Canadarm3, the successor to two earlier Canadian-designed robotic arms, is set to launch in 2027, and its design by Canadian company MDA is already underway. It is expected to dock at the Artemis Mission’s Lunar Gate, an outpost that will orbit the moon.

Meanwhile, Osinski has been named the principal investigator of Canada’s first-ever rover mission, which is expected to land at the moon’s south pole as early as 2026. Design of the rover by Canadensys Aerospace Corporation will begin in earnest next year, he said. .

“People have been talking about it for a long time,” Osinski said. “Over the last 10 or 15 years, we’ve done study after study. We’ve been paid to think about this and develop concepts for this.
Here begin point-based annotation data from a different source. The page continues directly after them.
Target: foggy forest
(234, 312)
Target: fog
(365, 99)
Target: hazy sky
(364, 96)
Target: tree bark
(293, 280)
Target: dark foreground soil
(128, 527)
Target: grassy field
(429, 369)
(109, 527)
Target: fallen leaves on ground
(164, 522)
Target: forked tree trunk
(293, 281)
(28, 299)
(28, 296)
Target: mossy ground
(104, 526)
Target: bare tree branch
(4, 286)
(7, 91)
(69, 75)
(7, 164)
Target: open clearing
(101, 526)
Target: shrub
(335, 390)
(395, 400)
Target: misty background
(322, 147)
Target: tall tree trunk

But we’re actually doing it, which is really amazing.”

Canadian Space Agency President Lisa Campbell said it’s been “a really exciting time” for the national space program.

“It’s like a dream factory and an innovation machine,” she said.
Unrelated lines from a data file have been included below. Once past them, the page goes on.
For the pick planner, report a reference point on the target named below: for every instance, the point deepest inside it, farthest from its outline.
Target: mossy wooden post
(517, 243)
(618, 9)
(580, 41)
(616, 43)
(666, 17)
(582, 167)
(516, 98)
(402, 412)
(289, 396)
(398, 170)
Campbell cited a myriad of ways Canada participates in international projects in the public and private sectors focused on exploring the Moon and beyond. But she also pointed out that Canadian efforts in space are not just about exploring its outer reaches, but also have applications at home.

The agency, Natural Resources Canada and Environment and Climate Change Canada were promised $169 million in this year’s federal budget to deliver and operate a new wildfire monitoring satellite, which is expected to launch in 2028.

Canada is also part of an atmospheric observation project with NASA that will collect data to anticipate extreme weather events on Earth.

And in 2022, the agency launched a Deep Space Healthcare Challenge, a competition to develop diagnostic and sensing technologies that can be used in both crewed space missions and in remote communities. in Canada.

“The challenges of space drive us to innovate the things we need here on Earth,” Campbell said.

Many moon-related projects, including the rover mission, have received funding from the Lunar Exploration Accelerator Program, a five-year, $150 million fund that scientists like Osinski hope to see renewed.

“I would hate if we had all these missions to the moon over the next two, three years and that was it, and then we kind of went back to square one,” Osinski said. “The CSA needs to convince the government that this is a worthwhile undertaking.”

While Campbell said the program was “very popular,” she did not say whether the federal government had committed to funding another term.

“Additional investments are always welcome,” she said.

The federal Liberals’ space strategy, released in 2019, committed Canada to remaining a space nation and recognized “the importance of space as a national strategic asset.”